Liputan6.com, Kutai Timur - Undang-undang, peraturan pemerintah dari pusat hingga tingkat kabupaten yang jumlahnya ribuan itu, mungkin tidaklah diketahui Saparudin, apalagi dipahami.
Berbeda dengan Bhineka Tunggal Ika, sedikit masih teringat di ingatan pria 45 tahun itu saat bersekolah dahulu.
Baca Juga
Kini, setelah puluhan tahun terpanggang matahari di sawah, Saparudin dan ratusan warga Teluk Pandan, Kabupaten Kutai Timur, Kalimantan Timur, diingatkan kembali soal empat pilar kebangsaan yang di antaranya adalah Bhineka Tunggal Ika.
Advertisement
"Kami enggak pahamlah itu empat pilar atau sosialisasi. Tapi Bhineka Tunggal Ika yang kami pahami, ndak boleh ganggu orang yang beda," kata Saparudin kepada Liputan6.com di Desa Martadinata, Kecamatan Teluk Pandan, Kabupaten Kutai Timur, Kalimantan Timur, Jumat (18/11/2016).

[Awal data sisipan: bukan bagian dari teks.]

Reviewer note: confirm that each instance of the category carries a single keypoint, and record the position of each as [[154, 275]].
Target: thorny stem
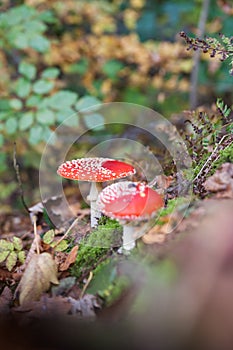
[[92, 197], [16, 167], [36, 236], [196, 59], [210, 158]]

"Tetangga saya ada Kristen, puluhan tahun kami bergaul, tak ada masalah. Itu Bhineka Tunggal Ika menurut kami," kata dia.
Saparudin bersama ratusan warga berbondong-bondong ke gedung serbaguna Desa Martadinata. Kedatangan mereka untuk mengikuti kegiatan sosialisasi empat pilar kebangsaan oleh MPR.
Acara tersebut dihadiri Wakil Ketua MPR Mahyudin, yang sudah lama dikenal warga Kutai Timur. Bagi warga Teluk Pandan, ia adalah bupati muda yang sering meresmikan jalan di wilayah itu.
"Maiyudin (panggilan warga pada Mahyudin) ini banyak jasa ke kami, bikin jalan cor, dia, kakaknya, keluarganya orang politik," kata Syamsudin, anggota Gabungan Kelompok Tani (Gapoktan) yang bernaung di bawah organisasi Kelompok Tani Nelayan Andalan (KTNA) Teluk Pandan, Kutai Timur.
Warga Teluk Pandan tak semuanya paham soal sosialisasi empat pilar. Namun, semangat ingin tahu mereka harus diacungi jempol.
Dari pengakuan belasan warga, mereka datang dengan sukarela. Ketua KTNA setiap desa hanya mengumumkan soal acara tersebut, lalu warga berbondong-bondong mendaftarkan diri.
"Baguslah, kami ingin tahu apa itu undang-undangnya, bisakah menolong kami yang cuma paham jadwal panen saja," ucap Nuwir, warga lainnya.
Tak hanya materi soal UUD 1945, Pancasila, buku saku berisi materi empat pilar, dan ceramah soal Bhinneka Tunggal Ika, warga juga mendapat tas dan makan siang.
"Ini mantapnya, kupon bisa tukar dengan tas dan roti dalam kotak, ada buku dalam tasnya," lanjut pria 34 tahun itu.
Tas hitam ini menjadi buah bibir bagi warga yang datang ke acara sosialisasi empat pilar ini. Dari nenek, kakek, hingga ibu-ibu yang mengajak anak-anak mereka. Mereka senang dapat suvenir tas, bukan karena isinya buku atau hal lain di dalamnya.
"Tak perlu beli tas lagi, kami dapat dua, kakaknya juga ikut acara ini," kata Zulaikha, ibu rumah tangga yang datang bersama anak dan suaminya.
Tak hanya Zulaikha, warga lainnya, Yanti Siregar, juga mengaku bakal memberikan tas Sosialisasi Empat Pilar MPR ini kepada anaknya. Sedangkan, puluhan nenek dan kakek lainnya berencana menghadiahkan tas ini kepada cucu mereka yang bersekolah.
"Kami tak perlu tas, ke sawah itu butuh cangkul, sabit, topi, dan rantang kalau sudah siang," ucap Zakaria, kakek berumur 56 tahun itu.